Figure 2: CT angiography showing the hepatic pseudoaneurysm.
Figure 3: Angiography showing the pseudoaneurysm before (A) and after (B) the transarterial embolization.
The non operative management is considered as the primary approach for treating paediatric trauma because of advancements in resuscitation techniques, diagnostic imaging, paediatric intensive care facilities and the increased use of interventional radiology [5,6].
Emergency physicians need to recognize that managing hepatic injury in children shouldn't rely solely on physiological responses. Children exhibit robust physiological compensatory mechanisms; their blood pressure drops significantly later in the course of more severe bleeding compared to adults [11]. Thus, the decision regarding hemostasis should precede the deterioration of circulatory dynamics. In our case, the patient displayed ongoing signs of hemorrhage, including decreasing hemoglobin levels and developing hemodynamic compromise.
A suspected bleeding case must be confirmed with imaging to accurately determine if the source is arterial or venous before choosing the most suitable treatment. In urgent situations, CT angiography is particularly helpful for pinpointing the bleeding vessel, which assists in the embolization process and minimizes radiation exposure. However, not all detected bleedings, such as mild intrafascial hemorrhages or small intraparenchymal pseudoaneurysms, justify embolization, unless they cause hemodynamic instability or necessitate continuous blood transfusions. Many arterial bleeding cases can spontaneously resolve without intervention. Although contrast-enhanced ultrasound is increasingly used to diagnose post-traumatic injuries in children because it does not involve ionizing radiation, it lacks the comprehensive view provided by CT angiography, which is essential for planning embolization. The most common reasons for embolization in pediatric patients are related to traumas of the liver and the spleen. Embolization is regarded as the standard treatment for arterial bleeding caused by trauma, spontaneous events, and iatrogenic arterial bleeding, even though research on its use in children is still limit [8].

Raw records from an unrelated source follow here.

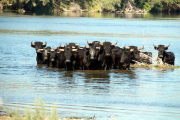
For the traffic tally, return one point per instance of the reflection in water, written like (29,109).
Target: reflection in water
(137,93)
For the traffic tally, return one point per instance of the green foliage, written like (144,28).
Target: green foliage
(140,3)
(48,6)
(40,112)
(157,7)
(146,6)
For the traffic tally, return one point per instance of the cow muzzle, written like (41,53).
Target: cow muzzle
(107,55)
(160,56)
(92,58)
(67,61)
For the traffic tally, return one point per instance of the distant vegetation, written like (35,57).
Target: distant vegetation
(38,112)
(48,6)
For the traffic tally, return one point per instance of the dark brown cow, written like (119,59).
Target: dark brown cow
(167,57)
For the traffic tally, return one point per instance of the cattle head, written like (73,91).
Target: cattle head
(93,44)
(73,45)
(52,55)
(135,52)
(38,45)
(107,46)
(68,52)
(161,49)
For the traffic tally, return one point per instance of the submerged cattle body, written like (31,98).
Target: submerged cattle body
(114,56)
(81,61)
(122,59)
(145,57)
(105,55)
(98,55)
(39,46)
(166,57)
(52,58)
(134,50)
(69,57)
(94,49)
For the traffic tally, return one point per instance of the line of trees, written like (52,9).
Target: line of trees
(45,6)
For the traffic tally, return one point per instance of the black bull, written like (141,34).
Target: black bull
(38,46)
(166,57)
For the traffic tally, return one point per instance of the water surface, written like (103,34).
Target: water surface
(137,93)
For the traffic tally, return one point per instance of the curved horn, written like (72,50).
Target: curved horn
(45,43)
(141,48)
(74,49)
(155,46)
(98,48)
(167,46)
(61,49)
(32,43)
(114,43)
(101,43)
(86,47)
(88,42)
(126,47)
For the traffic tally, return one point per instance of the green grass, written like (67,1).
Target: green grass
(160,66)
(39,112)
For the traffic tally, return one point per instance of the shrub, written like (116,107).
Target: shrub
(157,7)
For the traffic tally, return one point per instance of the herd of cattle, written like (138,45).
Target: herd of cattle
(97,55)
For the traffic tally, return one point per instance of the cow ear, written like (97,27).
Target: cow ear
(155,47)
(33,44)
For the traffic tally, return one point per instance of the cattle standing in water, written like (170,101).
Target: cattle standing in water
(94,47)
(166,57)
(124,63)
(69,53)
(145,57)
(39,46)
(52,58)
(80,56)
(105,55)
(114,56)
(135,56)
(44,52)
(122,58)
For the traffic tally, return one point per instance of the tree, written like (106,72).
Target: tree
(157,7)
(146,6)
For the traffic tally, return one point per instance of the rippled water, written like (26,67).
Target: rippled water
(137,93)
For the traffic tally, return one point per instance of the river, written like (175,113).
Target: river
(139,93)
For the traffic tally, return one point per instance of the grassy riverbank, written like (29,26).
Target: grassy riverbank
(125,6)
(38,112)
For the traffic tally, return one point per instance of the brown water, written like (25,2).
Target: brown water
(137,93)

The decision to proceed with embolization should be a collaborative one, made collectively by the interventional radiologists, surgeons, and anesthetists, with the aim to determine the quickest and most effective method to halt bleeding [7].

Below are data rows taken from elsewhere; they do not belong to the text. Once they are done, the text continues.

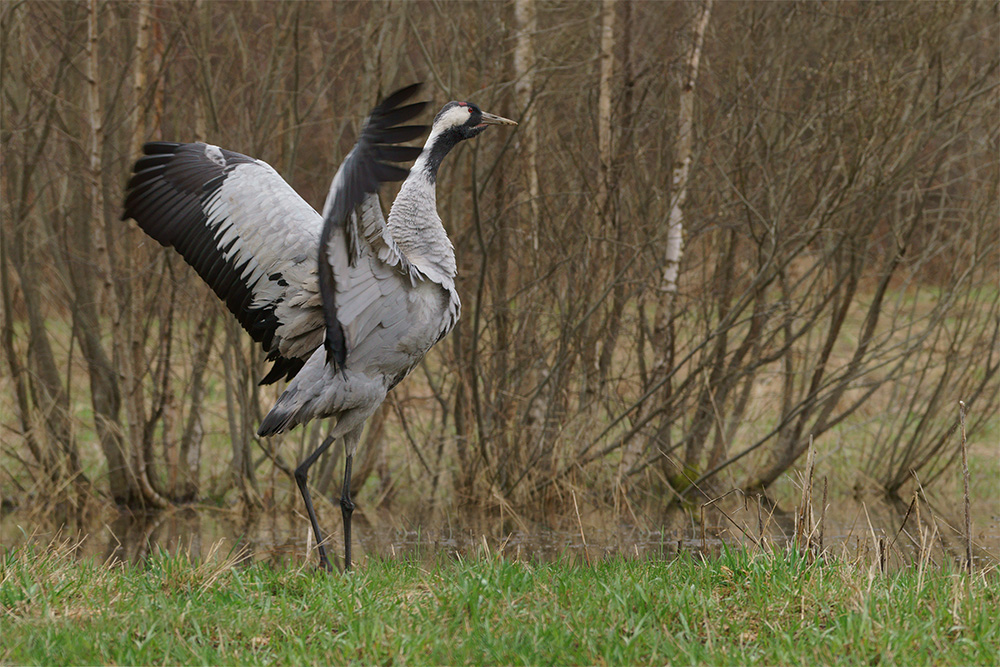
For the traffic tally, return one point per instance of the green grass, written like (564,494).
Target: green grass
(740,608)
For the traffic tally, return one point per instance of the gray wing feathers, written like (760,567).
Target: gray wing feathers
(266,224)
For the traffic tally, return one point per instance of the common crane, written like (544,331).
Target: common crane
(345,304)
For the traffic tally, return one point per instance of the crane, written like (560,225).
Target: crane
(345,303)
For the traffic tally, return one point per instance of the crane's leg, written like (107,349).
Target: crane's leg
(346,504)
(300,480)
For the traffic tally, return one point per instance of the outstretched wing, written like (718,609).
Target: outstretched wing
(363,277)
(246,232)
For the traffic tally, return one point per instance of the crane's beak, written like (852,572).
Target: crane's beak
(490,119)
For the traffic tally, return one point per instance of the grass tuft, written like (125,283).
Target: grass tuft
(743,607)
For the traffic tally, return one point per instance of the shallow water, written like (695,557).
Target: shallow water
(868,530)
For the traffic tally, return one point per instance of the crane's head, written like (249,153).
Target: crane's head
(464,120)
(455,122)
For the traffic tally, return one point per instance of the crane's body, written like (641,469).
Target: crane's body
(345,303)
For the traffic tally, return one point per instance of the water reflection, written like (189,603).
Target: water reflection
(896,531)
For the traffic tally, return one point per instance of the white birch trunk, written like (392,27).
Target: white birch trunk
(673,252)
(604,94)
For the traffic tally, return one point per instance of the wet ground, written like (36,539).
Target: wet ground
(872,529)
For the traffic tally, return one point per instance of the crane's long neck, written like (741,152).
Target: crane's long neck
(413,219)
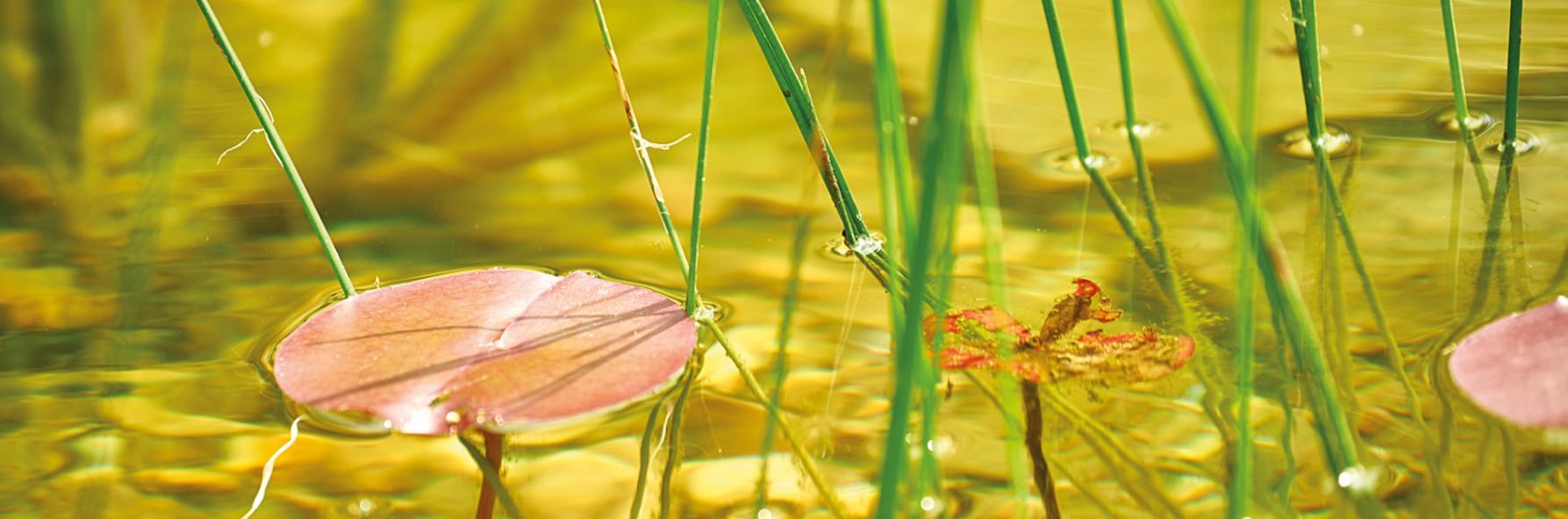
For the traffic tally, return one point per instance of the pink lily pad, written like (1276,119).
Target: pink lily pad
(1516,367)
(494,349)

Transarterial Embolization (TAE) may precede or follow laparotomy to achieve complete
hemostasis [7].
Nevertheless, pediatric experiences with TAE are scarce, documented primarily in occasional case series. Performing this procedure in younger patients poses greater technical challenges due to the smaller size of the affected arteries. Potential complications arising from embolization and angiography in children resemble those in adults, encompassing issues such as arterial injury related to catheter or guidewire usage, hematomas at arterial puncture sites, organ ischemia at the intended target, contrast-induced nephropathy, and unintended embolization in non-target organs [12].

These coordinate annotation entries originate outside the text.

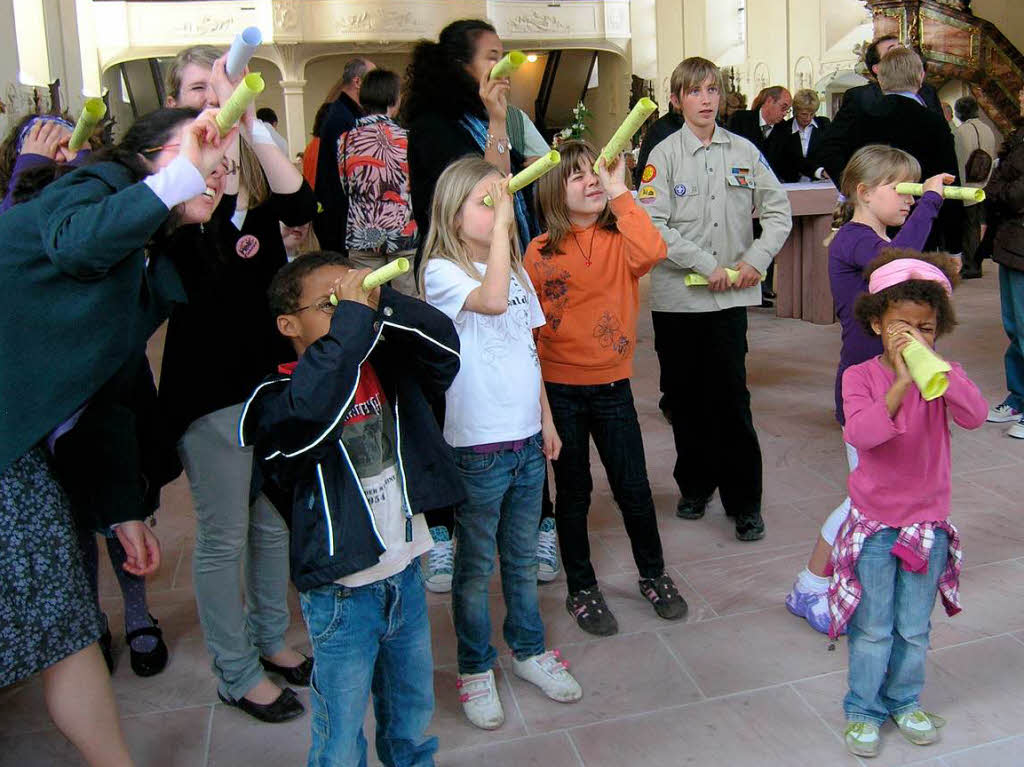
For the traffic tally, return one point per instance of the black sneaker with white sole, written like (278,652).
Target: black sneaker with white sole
(664,595)
(591,612)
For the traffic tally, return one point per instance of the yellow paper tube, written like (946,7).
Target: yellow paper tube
(530,173)
(630,126)
(92,113)
(385,273)
(508,64)
(694,280)
(927,369)
(250,87)
(949,193)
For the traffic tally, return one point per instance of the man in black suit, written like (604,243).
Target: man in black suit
(900,119)
(344,111)
(830,154)
(758,123)
(793,140)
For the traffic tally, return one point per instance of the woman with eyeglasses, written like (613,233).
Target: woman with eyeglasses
(219,346)
(83,292)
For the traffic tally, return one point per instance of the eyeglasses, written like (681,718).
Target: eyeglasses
(154,150)
(324,304)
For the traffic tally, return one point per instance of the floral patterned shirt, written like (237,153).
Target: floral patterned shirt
(373,164)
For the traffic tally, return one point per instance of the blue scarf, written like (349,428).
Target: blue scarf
(523,220)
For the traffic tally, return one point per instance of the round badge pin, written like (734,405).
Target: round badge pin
(247,246)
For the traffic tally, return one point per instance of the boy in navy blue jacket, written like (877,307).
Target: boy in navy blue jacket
(346,431)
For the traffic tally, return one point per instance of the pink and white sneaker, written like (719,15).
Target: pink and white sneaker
(480,704)
(549,672)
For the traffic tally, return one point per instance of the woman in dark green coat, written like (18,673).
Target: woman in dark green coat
(82,297)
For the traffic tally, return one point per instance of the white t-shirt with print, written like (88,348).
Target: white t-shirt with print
(496,397)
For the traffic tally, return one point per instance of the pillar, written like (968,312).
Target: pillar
(296,130)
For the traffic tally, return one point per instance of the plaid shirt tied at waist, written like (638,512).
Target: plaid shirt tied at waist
(912,547)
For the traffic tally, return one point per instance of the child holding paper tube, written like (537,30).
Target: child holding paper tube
(346,431)
(226,331)
(585,270)
(699,186)
(871,206)
(898,548)
(499,425)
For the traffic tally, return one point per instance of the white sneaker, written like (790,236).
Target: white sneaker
(549,672)
(548,564)
(479,699)
(440,561)
(1003,414)
(1017,430)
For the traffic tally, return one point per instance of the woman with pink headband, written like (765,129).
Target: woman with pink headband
(897,547)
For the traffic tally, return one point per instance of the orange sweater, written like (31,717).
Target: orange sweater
(590,296)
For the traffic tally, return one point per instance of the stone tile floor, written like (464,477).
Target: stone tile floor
(740,682)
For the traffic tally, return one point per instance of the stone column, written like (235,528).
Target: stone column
(296,130)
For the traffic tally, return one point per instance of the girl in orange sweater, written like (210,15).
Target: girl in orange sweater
(598,243)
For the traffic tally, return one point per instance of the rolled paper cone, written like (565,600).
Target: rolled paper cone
(251,86)
(530,173)
(622,137)
(928,370)
(242,50)
(970,194)
(385,273)
(92,113)
(508,64)
(694,281)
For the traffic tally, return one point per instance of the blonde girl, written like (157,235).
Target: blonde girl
(498,422)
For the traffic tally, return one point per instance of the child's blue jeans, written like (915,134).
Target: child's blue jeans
(501,513)
(889,630)
(374,638)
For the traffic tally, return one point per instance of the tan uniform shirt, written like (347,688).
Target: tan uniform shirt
(701,199)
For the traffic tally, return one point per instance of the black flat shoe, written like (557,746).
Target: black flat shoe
(286,708)
(297,675)
(691,508)
(154,662)
(751,528)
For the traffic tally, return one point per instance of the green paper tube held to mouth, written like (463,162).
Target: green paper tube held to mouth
(508,65)
(927,369)
(250,87)
(385,273)
(622,137)
(529,174)
(969,194)
(93,111)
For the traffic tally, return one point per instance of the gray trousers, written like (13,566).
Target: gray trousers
(231,536)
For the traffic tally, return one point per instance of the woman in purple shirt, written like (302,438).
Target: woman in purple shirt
(871,206)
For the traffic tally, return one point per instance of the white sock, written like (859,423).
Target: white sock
(812,584)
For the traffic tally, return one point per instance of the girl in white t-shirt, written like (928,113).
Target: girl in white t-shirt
(498,422)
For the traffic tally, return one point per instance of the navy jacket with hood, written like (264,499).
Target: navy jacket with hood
(295,425)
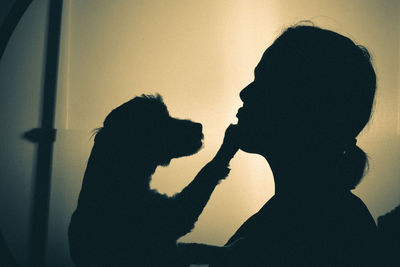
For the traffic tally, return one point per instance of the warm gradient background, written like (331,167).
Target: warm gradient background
(198,55)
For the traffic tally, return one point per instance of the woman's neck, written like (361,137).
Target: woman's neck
(304,175)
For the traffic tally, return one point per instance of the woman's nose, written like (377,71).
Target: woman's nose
(244,94)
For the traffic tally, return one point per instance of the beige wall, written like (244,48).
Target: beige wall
(199,55)
(21,68)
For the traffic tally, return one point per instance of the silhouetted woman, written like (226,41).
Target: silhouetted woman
(312,94)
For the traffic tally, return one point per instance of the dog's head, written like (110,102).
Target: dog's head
(143,126)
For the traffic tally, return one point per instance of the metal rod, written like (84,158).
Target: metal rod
(42,182)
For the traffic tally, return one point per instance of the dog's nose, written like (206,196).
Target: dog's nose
(199,127)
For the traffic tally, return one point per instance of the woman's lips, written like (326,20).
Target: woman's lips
(240,111)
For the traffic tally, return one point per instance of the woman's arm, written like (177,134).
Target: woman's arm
(188,204)
(194,253)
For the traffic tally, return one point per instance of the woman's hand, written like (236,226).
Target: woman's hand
(229,146)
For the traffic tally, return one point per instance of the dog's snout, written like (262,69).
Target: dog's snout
(199,126)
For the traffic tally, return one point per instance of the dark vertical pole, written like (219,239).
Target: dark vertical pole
(41,197)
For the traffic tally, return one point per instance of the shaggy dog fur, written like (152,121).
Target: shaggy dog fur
(119,220)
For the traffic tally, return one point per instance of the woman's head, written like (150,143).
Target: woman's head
(312,88)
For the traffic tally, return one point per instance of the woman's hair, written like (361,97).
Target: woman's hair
(333,82)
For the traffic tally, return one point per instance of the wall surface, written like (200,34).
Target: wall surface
(21,69)
(198,55)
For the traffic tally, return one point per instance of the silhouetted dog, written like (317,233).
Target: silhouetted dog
(119,220)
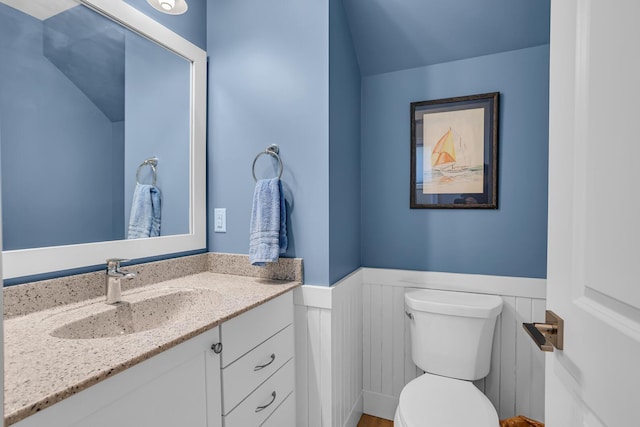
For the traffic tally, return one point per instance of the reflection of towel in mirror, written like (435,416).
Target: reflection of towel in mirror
(268,231)
(145,212)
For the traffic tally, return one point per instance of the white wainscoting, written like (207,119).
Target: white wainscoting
(328,328)
(515,383)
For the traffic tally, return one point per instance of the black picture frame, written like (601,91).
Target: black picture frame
(454,153)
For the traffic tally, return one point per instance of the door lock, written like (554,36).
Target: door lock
(549,334)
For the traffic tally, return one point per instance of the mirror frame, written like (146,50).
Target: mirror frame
(27,262)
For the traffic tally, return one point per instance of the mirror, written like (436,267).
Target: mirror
(98,100)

The clinical results of embolization for immediate arterial bleeding due to trauma are outstanding, demonstrating high levels of technical and clinical success along with minimal rates of complications and death [9,10].
For our case, we opted for transarterial embolization due to the emergence of a pseudoaneurysm of the right hepatic artery revealed by abdominal CT angiography. The progression was favorable without the appearance of complications, demonstrating the effectiveness of this treatment.
Endovascular embolization of acute abdominal haemorrhage of hepatic origin is the treatment of choice. However, adequate clinical and therapeutic follow-up is necessary to reduce long-term mortality, particularly in patients with impaired clinical status.